Capita spesso che le festività portino il cattivo umore, i disagi e le difficoltà di trovare il corretto equilibrio tra orari, abitudini, tradizioni, spazi e luoghi scelti o per i quali adeguarsi.
Le famiglie si ritrovano anno dopo anno con stili di vita differenti. con ragazzi che crescono e si adattano ai cambiamenti carichi di sempre maggiori difficoltà, lontani dagli amici e dalle loro cose, con i nonni le cui problematiche rendono gli spostamenti e i lunghi incontri sì piacevoli ma stancanti e forieri di eventuali scompensi.
In mezzo ci sono i 45/60enni, nel loro duplice quanto complesso ruolo di genitori/figli. Una condizione che li vede doppiamente sul banco degli imputati, quando si ritrovano a dover affrontare scene familiari simili a processi su presunti comportamenti inadeguati, attenzioni mancate, dimenticanze e, se tutto non è perfetto e, se qualcuno non si sente pienamente soddisfatto, sa a chi attribuire la colpa.

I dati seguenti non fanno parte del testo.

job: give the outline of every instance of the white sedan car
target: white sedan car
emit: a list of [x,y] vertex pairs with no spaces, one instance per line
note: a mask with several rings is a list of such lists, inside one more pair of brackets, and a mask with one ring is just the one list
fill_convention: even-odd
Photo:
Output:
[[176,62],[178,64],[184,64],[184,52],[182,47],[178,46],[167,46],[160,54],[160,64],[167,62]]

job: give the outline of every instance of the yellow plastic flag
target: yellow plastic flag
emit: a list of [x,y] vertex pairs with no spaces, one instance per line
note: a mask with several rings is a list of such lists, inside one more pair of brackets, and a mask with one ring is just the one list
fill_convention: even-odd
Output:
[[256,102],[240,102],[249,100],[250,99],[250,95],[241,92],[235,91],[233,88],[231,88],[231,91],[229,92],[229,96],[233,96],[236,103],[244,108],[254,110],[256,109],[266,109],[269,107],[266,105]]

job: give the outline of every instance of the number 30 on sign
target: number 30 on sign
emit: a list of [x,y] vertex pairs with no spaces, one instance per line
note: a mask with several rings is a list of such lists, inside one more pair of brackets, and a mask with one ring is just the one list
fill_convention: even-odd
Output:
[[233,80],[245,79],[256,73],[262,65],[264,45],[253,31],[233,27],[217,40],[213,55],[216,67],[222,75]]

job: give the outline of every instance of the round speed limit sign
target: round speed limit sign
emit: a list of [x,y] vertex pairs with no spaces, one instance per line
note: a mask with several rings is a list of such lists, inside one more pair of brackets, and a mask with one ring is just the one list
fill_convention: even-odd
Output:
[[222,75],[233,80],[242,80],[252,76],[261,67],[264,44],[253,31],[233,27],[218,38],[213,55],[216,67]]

Tutto questo può accadere a Natale. Almeno, fino al 2020.
Quest’anno non è come gli altri.
Nulla ci restituisce il buon umore e il cattivo umore dei Natali trascorsi.
Le restrizioni anti Covid imposte dai DCPM per il contenimento del contagio hanno prospettato una festa non festa, senza incontri, senza tavolate, senza brindisi, senza abbracci. senza stare insieme per dirsi de visu ‘ti voglio bene’. Ora sì che c’è da essere tristi.
Si affronta una nuova condizione sociale, familiare, di scambio, per andare verso il futuro con la speranza che tutto questo disagio si avvii a una possibile risoluzione. Per poter riassaporare il piacere dell’abbraccio, del momento goliardico di condivisione, del brindisi con le persone care, per riscoprire i piccoli piaceri della vita e le tradizioni del Natale in famiglia.
Quanto aveva ragione William Shakespeare, nello scrivere:
“Non si apprezza il valore di quel che abbiamo mentre ne godiamo, ma appena lo perdiamo e ci manca, lo sopravvalutiamo, e gli troviamo il pregio che il possesso rendeva invisibile, fino a che era nostro”.